2. Neue Hygieneregelwerke
Besondere Regeln gibt es im aktuell gepflegten betrieblichen Regelwerk der Verkehrsunternehmen für den Umgang mit einer Infektionskrankheit nicht, zu sehr ist dieses Thema zum Gesundheitsschutz auf der allgemeinen gesellschaftlichen Ebene platziert, als dass sich privatwirtschaftlich organisierte Unternehmen mit spezifischen Regeln im Umgang mit einer Pande- bzw. Epidemie beschäftigen müssten – zumal über viele Jahre dafür kein Bedarf bestand.
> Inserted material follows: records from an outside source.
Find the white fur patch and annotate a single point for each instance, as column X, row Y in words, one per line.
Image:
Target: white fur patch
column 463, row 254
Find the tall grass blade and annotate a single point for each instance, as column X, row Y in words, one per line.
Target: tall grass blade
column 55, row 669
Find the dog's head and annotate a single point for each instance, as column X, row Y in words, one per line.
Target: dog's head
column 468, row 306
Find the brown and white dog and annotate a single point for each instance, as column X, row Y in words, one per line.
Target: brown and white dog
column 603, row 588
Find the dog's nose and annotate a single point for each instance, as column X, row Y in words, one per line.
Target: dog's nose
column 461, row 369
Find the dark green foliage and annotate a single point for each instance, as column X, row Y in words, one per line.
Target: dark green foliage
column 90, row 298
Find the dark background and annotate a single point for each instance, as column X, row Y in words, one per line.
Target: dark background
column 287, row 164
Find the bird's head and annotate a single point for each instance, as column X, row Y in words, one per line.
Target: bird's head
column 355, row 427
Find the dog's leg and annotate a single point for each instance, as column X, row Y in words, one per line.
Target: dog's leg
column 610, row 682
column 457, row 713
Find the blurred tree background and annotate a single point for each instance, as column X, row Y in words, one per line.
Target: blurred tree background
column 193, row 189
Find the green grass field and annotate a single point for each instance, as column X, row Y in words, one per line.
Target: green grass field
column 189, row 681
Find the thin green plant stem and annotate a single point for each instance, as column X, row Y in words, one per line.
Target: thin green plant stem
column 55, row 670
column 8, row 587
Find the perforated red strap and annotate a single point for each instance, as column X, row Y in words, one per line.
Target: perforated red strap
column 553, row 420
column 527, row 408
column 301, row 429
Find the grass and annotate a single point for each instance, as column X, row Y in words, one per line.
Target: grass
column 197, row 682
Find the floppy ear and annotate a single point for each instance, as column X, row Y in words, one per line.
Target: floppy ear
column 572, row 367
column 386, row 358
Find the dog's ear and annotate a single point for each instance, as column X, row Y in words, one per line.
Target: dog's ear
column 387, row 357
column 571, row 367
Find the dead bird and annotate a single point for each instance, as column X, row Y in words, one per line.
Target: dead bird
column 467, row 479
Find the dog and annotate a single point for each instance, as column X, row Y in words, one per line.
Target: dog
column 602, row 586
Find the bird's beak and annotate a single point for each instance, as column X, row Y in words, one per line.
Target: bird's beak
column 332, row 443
Während im März und anfänglich im April 2020 noch eine latente Unsicherheit und Variabilität über die anzuwendenden Hygieneregeln galt – das Tragen der Mund-Nasen-Masken ab 15. April als Empfehlung der Länder und des Bundes zunächst noch nicht zwingend geregelt war und erst ab 29. April bundesweit zur Pflicht erhoben wurde, gab es schnell Nies- und Hust-Etikette-Regeln und Hygienegebote, die maßgeblich vom Robert-Koch-Institut (RKI) aufgestellt und weiterentwickelt worden sind. Für den Großteil der Verkehrsbetriebe in Deutschland ist der Verband Deutscher Verkehrsunternehmen (VDV) in die erkannte Regelungslücke für die spezifisch im Verkehrssektor geltenden Besonderheiten eingetreten und unterstützte mit entsprechendem Informationsmaterial und Vorlagen die individuellen Regelungsbedürfnisse der Betriebe des öffentlichen schienen- und straßengebundenen Verkehrs. Daraus leiteten die Betreiber dann jeweils ihre dienstlichen Anweisungen oder Bestimmungen ab. Die Deutsche Bahn AG und zugehörige Konzerngesellschaften setzten dies über ihr zentrales Regelwerk entsprechend um. Inwieweit sich derartige Vorgaben langfristig tatsächlich auch in den betrieblichen Regelwerken der Verkehrsunternehmen niederschlagen werden, hängt nicht zuletzt sicherlich von der weiteren Dauer der Pandemie und der Wirksamkeit von in Entwicklung befindlichen Impfstoffen und auch der gesundheitspolitischen Einschätzung ab.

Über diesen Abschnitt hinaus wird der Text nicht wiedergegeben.